Individual Contrast Maps
The AFNI program 3dREMLfit (http://afni.nimh.nih.gov/) was used to fit a general linear model for first-level fMRI data analyses. To obtain emotion-specific parameter estimates, we explicitly modeled each respective task block (convolved with the canonical hemodynamic response function) along with the adjacent half of the preceding and following control blocks, and a first order polynomial regressor to account for low frequency noise. This allowed for the estimation of the individual task block parameters while minimizing the influence of adjacent task blocks as well as low frequency noise across the entire run. The resulting parameter estimates for the fear and anger task blocks and the neutral task blocks were then subtracted to obtain the fearful > neutral and angry > neutral faces ICMs (henceforth referred to as ICM-F and ICM-A, respectively), and these ICMs were used to compute pattern similarity with the MAMs. The contrast surprise > neutral was omitted from the present study, because a corresponding surprise MAM does not exist. ICMs were then used in second-level random effects models in SPM12 (http://www.fil.ion.ucl.ac.uk/spm) accounting for scan-to-scan and participant-to-participant variability to determine mean emotion-specific activity using one-sample t-tests. A statistical threshold of p < 0.05, family-wise error (FWE)-corrected across the whole brain was applied to the fearful > neutral and angry > neutral contrasts, respectively.
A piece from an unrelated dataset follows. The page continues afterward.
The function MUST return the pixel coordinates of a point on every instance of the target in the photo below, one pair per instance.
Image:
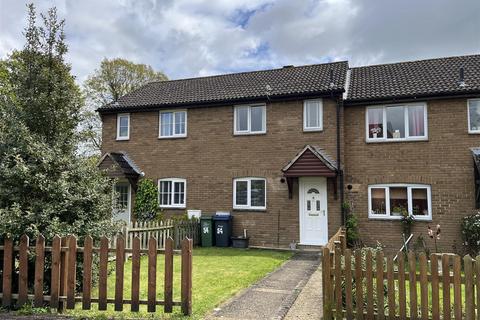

fMRI Quality Assurance Criteria
Quality control criteria for inclusion of a participant’s imaging data were: > 5 volumes for each condition of interest retained after censoring for framewise displacement (FD) and DVARS and sufficient temporal SNR within the bilateral amygdala, defined as no greater than 3 standard deviations below the mean of this value across participants. The amygdala was defined using a high-resolution template generated from the 168 Human Connectome Project datasets (Tyszka & Pauli, 2016). Additionally, data were only included in further analyses if the participant demonstrated sufficient engagement with the task, defined as achieving at least 75% accuracy during the task blocks.
Meta-Analysis Maps
The MAMs utilized in the present study are based on a meta-analysis of 148 fMRI studies of emotional categories (Wager et al., 2015). The MAMs were generously made available by these study authors on their website (https://canlabweb.colorado.edu/fmri-resources.html). In brief, the original meta-analysis consisted of five distinct emotion categories (fear, anger, disgust, sadness, happiness), and MAMs for each category were generated in standard MNI space using a hierarchical Bayesian model that summarizes the expected frequency of activation for a given emotion category. The values that each voxel of the MAMs assumes is reflective of this information, such that taking the integral over any area of the brain represents the expected number of activation centers for all studies of a given emotion category (Wager et al., 2015). The overall findings indicated that brain activity patterns that are diagnostic of distinct categories of emotion are characterized as widespread (i.e., distributed not only across multiple brain regions, but also many neural systems that span cognitive, perceptual, and motor functions). For the purposes of the present study, higher intensity voxel values of the MAMs indicate a greater likelihood with which the MAMs correspond to a given emotion category. Importantly, none of the 148 studies that were included in this meta-analysis overlapped with the DNS, ensuring independence across MAMs and ICMs (the MAMs included studies published from 1993 to 2011; the first study using the ICMs from the emotional face matching task in the DNS was published in 2012).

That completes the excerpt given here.